Anyone near Syracuse?

http://syracuse.craigslist.org/bik/4051994251.html


----------



## Balloontyre (Sep 16, 2013)

One too many zeros in the asking price


----------



## bike (Sep 16, 2013)

*90 miles from here at 9mpg*

100 and a tetnus shot


----------



## Springer Tom (Sep 16, 2013)

Balloontyre said:


> One too many zeros in the asking price




Or 2 too many zeroes..........


----------



## StevieZ (Sep 16, 2013)

I would really like to know how some people come up with the prices of bikes? I tried to buy a late 40s schwinn girls bike today. It was about a 4 out of 10. Tires rotted off it. Has S2 Wheels with a rack. Was stuck on 300. Told me I must not know much about vintage bicycles lol. 300 is way over board on that. I guess with the 40 vintage beauties I have I must be a millionare lol


----------



## ZOOK (Sep 16, 2013)

wait a week  or so and try calling back. he may wake up to the fact nobody will pay him $300. however the ones with baskets seem to be higher priced? guess some think they are worth more if they have a basket. me? just not a basket guy it's the first thing i remove.


----------



## Machine Age Victim (Sep 19, 2013)

I must be off, I count at least 12 bikes, in parts alone the worth is at least $100 per bike.
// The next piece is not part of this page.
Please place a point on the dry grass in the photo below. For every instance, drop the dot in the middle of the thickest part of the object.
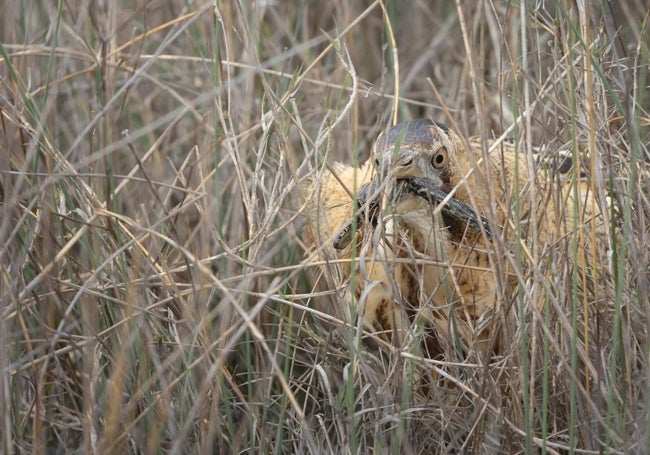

Sure there's no room to flip but if you're a restorer there's a lot of potential with this lot. Besides, I've shown up to someone asking $1500 for 4 bikes and left paying $600. Every seller is different but I wouldn't dismiss this ad based on the asking price. This seems like someone who needs the lot gone more than he needs to stick to a price.


----------